Occasional isolated violence involving majority Buddhists and minority Muslims has occurred for decades, even under the authoritarian military governments that ruled the country from 1962 to 2011.

But tensions have heightened since last year when hundreds of people were killed and more than 100,000 made homeless in violence in western Burma between ethnic Arakan Buddhists and Muslim Rohingya.

The recent religious unrest began on March 20 with rioting by Buddhists in the central city of Meikhtila that was sparked by a dispute between a Muslim gold shop owner and his Buddhist customers.

Authorities say calm has been restored there after at least 40 people died over three days.

State newspapers said Meikhtila is still under tight security and a state of emergency is still in place in order to prevent a recurrence of the violence.

Mar Mar, a resident of Okapho town, said a group of 50 people “came to destroy a few Muslim houses” on the outskirts of the town on Wednesday afternoon.
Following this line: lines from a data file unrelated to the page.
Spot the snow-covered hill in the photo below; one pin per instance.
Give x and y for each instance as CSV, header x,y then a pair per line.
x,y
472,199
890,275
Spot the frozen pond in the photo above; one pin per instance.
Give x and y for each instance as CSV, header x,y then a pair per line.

She said soldiers have been deployed in downtown Okapho but security personnel did not arrive in time to stop the violence.

A resident of nearby Min Hla, speaking on condition of anonymity because of concerns about her safety, said two mosques and some shops were destroyed Wednesday and soldiers had to fire into the air to disperse the mob.

Incidents were also reported in the townships of Nattalin and Zeegon. All are less than 190 km north of Rangoon, the country’s biggest city.